Map Your Farm application provides a "one-stop shop" for geospatial data provided by participating organizations.

Oxford County, Ontario, received an Award of Excellence at ESRI Canada's annual ESRI Regional User Conference in London today. Alex Miller, President of ESRI Canada, presented the award in recognition of the county's efforts in creating an interoperable geospatial portal. The portal provides the agricultural community with data and maps for nutrient management planning, environmental farm planning, applying for incentive funding, and addressing local zoning provisions. More than 200 GIS professionals were on hand for the presentation, which was one of the highlights of the conference.

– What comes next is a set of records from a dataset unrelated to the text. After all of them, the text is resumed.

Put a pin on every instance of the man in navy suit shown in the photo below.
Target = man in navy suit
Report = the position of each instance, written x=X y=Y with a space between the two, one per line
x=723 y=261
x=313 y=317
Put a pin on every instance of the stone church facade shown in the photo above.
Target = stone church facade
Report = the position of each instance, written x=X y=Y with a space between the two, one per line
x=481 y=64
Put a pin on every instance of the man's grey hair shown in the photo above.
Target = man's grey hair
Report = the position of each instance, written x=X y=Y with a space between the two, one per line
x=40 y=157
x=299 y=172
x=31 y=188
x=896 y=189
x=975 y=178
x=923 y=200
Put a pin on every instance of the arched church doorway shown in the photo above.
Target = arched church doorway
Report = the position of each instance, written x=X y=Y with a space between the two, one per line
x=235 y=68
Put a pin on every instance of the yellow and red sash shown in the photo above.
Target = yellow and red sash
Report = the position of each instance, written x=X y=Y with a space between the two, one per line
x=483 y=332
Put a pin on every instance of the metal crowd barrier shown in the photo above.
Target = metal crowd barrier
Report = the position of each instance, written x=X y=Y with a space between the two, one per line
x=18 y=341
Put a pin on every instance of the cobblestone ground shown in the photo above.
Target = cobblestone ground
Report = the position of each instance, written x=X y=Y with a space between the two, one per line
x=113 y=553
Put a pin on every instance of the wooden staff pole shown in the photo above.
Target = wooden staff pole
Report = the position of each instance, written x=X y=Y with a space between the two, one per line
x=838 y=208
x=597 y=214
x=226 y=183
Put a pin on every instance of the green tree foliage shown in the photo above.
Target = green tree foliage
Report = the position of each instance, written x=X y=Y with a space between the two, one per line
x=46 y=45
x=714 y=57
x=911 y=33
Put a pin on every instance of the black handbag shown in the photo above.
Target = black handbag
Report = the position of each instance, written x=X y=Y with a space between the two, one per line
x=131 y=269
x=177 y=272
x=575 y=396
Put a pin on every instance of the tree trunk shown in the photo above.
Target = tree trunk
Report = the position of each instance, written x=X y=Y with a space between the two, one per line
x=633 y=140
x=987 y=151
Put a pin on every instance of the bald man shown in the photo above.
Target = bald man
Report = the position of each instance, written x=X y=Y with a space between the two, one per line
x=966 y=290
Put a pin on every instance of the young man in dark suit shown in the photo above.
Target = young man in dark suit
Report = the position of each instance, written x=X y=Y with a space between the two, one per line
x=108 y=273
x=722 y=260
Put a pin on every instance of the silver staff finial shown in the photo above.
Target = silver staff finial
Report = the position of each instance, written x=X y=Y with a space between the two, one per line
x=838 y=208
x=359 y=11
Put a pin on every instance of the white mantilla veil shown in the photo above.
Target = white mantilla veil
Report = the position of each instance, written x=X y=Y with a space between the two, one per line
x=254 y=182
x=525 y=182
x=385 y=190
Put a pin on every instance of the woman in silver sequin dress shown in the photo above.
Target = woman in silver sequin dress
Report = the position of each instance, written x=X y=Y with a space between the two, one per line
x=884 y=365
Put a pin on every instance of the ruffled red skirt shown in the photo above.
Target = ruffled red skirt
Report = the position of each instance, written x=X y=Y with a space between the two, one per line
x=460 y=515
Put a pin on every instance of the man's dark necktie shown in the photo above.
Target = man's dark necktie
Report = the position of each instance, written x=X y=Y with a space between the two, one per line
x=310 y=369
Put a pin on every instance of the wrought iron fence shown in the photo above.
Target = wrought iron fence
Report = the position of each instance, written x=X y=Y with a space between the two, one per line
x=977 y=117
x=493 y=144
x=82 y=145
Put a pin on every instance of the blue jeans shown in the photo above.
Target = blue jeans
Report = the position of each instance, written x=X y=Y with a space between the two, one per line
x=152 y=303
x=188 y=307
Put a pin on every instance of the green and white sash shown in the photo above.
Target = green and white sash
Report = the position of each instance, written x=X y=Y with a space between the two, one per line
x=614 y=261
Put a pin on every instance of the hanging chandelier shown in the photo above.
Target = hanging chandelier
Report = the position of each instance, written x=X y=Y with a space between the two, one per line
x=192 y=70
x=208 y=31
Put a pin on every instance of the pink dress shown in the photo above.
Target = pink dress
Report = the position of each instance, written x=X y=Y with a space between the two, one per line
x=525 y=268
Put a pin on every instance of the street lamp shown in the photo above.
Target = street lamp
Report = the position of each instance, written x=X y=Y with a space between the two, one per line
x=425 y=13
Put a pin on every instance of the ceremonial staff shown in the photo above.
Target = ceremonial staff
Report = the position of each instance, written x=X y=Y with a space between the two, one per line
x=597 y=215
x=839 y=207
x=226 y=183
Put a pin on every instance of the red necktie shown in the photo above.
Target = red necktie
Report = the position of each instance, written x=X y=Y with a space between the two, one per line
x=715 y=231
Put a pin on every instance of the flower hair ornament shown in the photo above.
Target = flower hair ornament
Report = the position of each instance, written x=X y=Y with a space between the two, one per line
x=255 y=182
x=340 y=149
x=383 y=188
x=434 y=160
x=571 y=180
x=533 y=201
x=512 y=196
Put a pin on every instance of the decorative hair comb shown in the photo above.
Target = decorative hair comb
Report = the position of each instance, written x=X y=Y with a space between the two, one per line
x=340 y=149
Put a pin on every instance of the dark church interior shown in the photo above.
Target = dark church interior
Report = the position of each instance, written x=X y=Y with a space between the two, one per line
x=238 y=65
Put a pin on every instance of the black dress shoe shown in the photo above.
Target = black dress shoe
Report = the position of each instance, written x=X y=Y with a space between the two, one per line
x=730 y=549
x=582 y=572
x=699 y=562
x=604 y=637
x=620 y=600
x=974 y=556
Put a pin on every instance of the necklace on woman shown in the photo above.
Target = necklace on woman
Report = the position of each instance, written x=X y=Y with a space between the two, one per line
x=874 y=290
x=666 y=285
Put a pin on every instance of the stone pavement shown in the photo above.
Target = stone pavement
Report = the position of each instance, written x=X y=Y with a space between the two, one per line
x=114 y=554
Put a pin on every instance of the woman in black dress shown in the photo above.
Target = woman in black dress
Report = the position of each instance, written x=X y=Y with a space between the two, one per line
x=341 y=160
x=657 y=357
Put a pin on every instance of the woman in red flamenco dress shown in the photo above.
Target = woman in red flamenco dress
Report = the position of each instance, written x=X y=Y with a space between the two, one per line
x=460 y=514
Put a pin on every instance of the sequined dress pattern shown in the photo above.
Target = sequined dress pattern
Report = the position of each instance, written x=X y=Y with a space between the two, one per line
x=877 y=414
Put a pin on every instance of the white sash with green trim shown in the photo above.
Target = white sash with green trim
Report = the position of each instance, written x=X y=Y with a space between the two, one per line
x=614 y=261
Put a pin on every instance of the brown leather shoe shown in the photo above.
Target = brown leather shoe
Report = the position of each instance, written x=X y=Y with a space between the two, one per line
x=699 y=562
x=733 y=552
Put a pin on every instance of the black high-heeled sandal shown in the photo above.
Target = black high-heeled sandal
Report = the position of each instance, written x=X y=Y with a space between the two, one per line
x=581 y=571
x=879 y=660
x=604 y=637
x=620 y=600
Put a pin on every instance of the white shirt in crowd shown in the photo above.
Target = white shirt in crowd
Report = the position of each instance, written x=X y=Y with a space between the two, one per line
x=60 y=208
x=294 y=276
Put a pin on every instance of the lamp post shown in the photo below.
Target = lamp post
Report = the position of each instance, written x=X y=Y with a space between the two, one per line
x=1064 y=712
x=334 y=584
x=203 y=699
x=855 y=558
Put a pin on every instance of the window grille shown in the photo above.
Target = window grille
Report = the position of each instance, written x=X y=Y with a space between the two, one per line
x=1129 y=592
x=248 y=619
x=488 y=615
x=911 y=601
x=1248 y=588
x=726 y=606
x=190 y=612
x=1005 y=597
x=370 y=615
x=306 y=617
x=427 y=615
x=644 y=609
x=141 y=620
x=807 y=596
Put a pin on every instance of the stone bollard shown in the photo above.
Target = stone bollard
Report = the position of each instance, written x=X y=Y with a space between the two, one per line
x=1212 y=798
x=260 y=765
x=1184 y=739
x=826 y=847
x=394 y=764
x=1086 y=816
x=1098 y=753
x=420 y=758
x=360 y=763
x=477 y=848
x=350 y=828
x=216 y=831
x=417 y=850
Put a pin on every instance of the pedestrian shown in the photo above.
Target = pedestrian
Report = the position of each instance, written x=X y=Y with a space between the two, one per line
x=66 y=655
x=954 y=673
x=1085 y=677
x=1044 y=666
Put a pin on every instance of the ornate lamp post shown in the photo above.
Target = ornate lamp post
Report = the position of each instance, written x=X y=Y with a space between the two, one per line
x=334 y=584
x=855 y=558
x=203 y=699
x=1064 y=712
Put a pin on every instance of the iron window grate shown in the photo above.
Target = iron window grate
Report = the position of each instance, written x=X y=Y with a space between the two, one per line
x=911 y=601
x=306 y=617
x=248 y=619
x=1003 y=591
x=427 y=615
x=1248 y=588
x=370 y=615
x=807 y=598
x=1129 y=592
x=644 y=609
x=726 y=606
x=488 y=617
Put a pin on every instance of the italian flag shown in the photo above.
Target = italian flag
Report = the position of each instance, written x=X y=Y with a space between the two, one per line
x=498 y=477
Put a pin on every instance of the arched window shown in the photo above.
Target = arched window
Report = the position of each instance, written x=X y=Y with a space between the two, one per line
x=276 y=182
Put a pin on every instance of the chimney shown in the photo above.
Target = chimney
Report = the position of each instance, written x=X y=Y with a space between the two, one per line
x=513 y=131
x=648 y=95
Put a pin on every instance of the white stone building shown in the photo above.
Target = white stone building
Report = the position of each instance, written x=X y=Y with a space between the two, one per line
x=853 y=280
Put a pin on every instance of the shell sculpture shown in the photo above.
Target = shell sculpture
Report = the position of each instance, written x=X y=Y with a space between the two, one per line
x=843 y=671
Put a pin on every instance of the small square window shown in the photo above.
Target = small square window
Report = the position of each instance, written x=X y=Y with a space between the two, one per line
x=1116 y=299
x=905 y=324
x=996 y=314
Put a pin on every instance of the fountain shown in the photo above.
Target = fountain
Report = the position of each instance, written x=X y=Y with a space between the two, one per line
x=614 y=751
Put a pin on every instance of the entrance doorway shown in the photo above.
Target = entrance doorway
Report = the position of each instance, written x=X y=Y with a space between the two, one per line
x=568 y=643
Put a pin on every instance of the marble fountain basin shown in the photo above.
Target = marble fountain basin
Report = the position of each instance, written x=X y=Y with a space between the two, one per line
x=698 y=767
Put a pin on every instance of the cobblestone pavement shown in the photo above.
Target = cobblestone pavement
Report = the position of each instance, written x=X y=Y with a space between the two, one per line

"With the county of Oxford's geospatial portal, organizations have made their GIS data available to the agricultural community through a one-stop Web application," said Mr. Miller. "While the Map Your Farm is the window to the data, organizations supplying data can maintain and host their data through their own Web map services. The Map Your Farm application provides all of the data and maps from participating organizations in one location."

In 2005, through an innovative project sponsored by GeoConnections, the county of Oxford, together with private sector partner, ESRI Canada, and several government sector organizations have adopted new federal standards in geospatial Web service interoperability, published by the Canadian Geospatial Data Infrastructure (CGDI). The project has resulted in the re-engineering of Oxford County's Map Your Farm application to support Web Map Services (WMS) and Web Feature Services (WFS). It has also supported the creation of WFS and WMS services by project partners to host data that was previously hosted at Oxford County.

In order to offer this Internet mapping site, the Oxford County previously needed to acquire digital geospatial datasets from Conservation Authorities, provincial ministries, and federal government departments. This acquisition of data was time-consuming, as it required negotiation of data licenses with each organization, transfer of data sets, and on-going provisions to ensure that updates to the data are provided to the County to maintain currency of information.

Today, the county's Map Your Farm remains the access point into this data but some of the datasets are hosted by other government organizations, and offered through their own Web map services as part of the portal. The result is that farmers and others can easily view and print maps of their properties showing information hosted from map services from different government organizations.